Goyangan di kapal juga tidak terlalu sginfikan dibuktikan dengan minimnya penumpang baik dari staf Kemensos, wartawan, Tagana, maupun kru kapal yang mabuk laut.
Kapal jenis pendarat tank buatan anak bangsa yang dibangun PT Bandar Abadi Shipyard di Batam tersebut digadang-gadang menjadi kunci dalam operasi pendaratan.
Kapal perang yang mampu "menggendong" dua helikopter itu juga mampu membawa setidaknya 17 tank amfibi BMP-3F atau 10 tank Leopard 2A4, serta Landing Craft Vehicle Personel (LCVP), dan juga RIB.
Selain itu, kapal yang dipersenjatai dua unit meriam Bofors 40 mm/L70 dan dua senapan mesin 12.7 mm untuk pertahanan diri itu juga mampu membawa sekira 115 kru ditambah 367 pasukan.
Komandan KRI TWD - 526 Letkol Laut (P) Ricky Tacoma menjelaskan fungsi asasi KRI TWD - 526 adalah kapal untuk mendaratkan tank di pesisir pantai.
"Kapal ini merupakan betul-betul kapal perang. Kalau di LPD (Landing Platform Dock), akomodasi yang tersedia cukup banyak," kata Ricky di KRI TWD - 526 dalam pelayaran dari Ambon menuju Kei Besar pada Selasa (23/7/2024).
"Di sini khusus untuk kapal markas dan kapal yang memang disiapkan untuk perang sehingga kapal ini digunakan untuk komandan perang, komandan gugus tempur, maupun Panglima Armada," sambung dia.
Namun demikian, kapal tersebut juga memiliki fasilitas yang cukup memadai baik untuk kru kapal maupun pasukan di antaranya 264 kasur, dapur, ruang makan, tempat olahraga, lounge, musala, toilet, kamar mandi, ruang hiburan, gudang munisi, hingga perpustakaan dengan buku-buku yang bervariasi.

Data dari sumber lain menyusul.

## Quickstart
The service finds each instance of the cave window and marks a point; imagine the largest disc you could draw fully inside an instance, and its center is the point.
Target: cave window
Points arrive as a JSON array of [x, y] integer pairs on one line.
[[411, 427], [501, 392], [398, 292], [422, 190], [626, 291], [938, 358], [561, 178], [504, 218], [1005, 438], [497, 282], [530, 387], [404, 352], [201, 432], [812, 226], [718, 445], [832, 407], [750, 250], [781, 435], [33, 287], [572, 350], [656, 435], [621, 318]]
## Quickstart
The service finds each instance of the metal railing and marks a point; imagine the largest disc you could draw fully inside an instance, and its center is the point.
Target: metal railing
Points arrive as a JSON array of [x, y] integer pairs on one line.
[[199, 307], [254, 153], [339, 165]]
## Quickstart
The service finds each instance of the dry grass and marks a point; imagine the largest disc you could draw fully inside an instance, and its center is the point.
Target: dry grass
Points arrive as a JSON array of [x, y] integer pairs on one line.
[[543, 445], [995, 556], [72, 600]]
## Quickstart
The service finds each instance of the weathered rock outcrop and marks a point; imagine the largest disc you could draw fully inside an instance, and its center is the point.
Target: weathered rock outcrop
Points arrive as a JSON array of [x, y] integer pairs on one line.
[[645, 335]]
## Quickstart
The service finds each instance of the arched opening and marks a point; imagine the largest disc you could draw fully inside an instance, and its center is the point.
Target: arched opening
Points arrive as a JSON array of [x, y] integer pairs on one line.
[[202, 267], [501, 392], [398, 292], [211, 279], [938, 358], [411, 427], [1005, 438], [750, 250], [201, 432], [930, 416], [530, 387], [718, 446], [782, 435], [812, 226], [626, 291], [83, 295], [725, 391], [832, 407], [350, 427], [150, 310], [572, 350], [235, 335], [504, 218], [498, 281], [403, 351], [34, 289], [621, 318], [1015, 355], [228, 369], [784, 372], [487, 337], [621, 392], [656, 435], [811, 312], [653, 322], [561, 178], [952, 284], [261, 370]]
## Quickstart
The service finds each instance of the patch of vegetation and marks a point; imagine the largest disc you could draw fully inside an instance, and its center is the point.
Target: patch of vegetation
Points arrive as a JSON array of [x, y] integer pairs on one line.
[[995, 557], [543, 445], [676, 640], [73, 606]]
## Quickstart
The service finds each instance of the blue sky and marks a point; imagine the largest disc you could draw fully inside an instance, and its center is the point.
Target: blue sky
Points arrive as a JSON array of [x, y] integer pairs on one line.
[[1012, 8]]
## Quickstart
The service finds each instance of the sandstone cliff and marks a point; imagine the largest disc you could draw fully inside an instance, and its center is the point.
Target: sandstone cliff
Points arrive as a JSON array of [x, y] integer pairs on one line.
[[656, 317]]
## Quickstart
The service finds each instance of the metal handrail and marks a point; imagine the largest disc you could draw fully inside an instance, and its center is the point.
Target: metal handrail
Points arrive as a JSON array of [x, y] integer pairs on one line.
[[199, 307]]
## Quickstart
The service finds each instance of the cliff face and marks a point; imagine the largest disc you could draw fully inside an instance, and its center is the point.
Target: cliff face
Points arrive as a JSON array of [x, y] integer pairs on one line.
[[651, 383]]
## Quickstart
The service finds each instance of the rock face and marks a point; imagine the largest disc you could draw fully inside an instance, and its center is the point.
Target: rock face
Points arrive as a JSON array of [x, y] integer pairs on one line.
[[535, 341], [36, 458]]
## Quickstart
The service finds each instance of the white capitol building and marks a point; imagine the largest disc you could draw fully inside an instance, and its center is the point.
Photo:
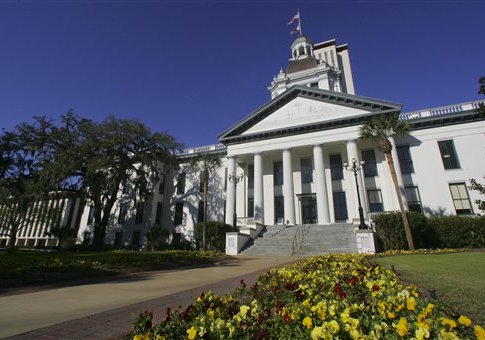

Khusus untuk perpustakaan, jangan dibayangkan bentuknya seperti perpustakaan pada umumnya.
Perpustakaan di KRI TWD - 526 hanya terdiri dari sebuah rak buku kayu sekira setinggi 100 cm dengan lebar sekira 150 cm.
Selain itu, terdapat juga meja berukuran panjang sekira 100 cm dan lebar 50 cm dengan tinggi sekira 30 cm untuk tempat meletakan laptop server dan tablet-tablet buku digital.
Terdapat pula sebuah spanduk setinggi 170 cm dengan lebar sekira 70 cm bertuliskan E-Library Perpustakaan Digital KRI Teluk Weda - 526.
Lokasi perpustakaan tersebut tepat di depan pintu masuk koridor bintara.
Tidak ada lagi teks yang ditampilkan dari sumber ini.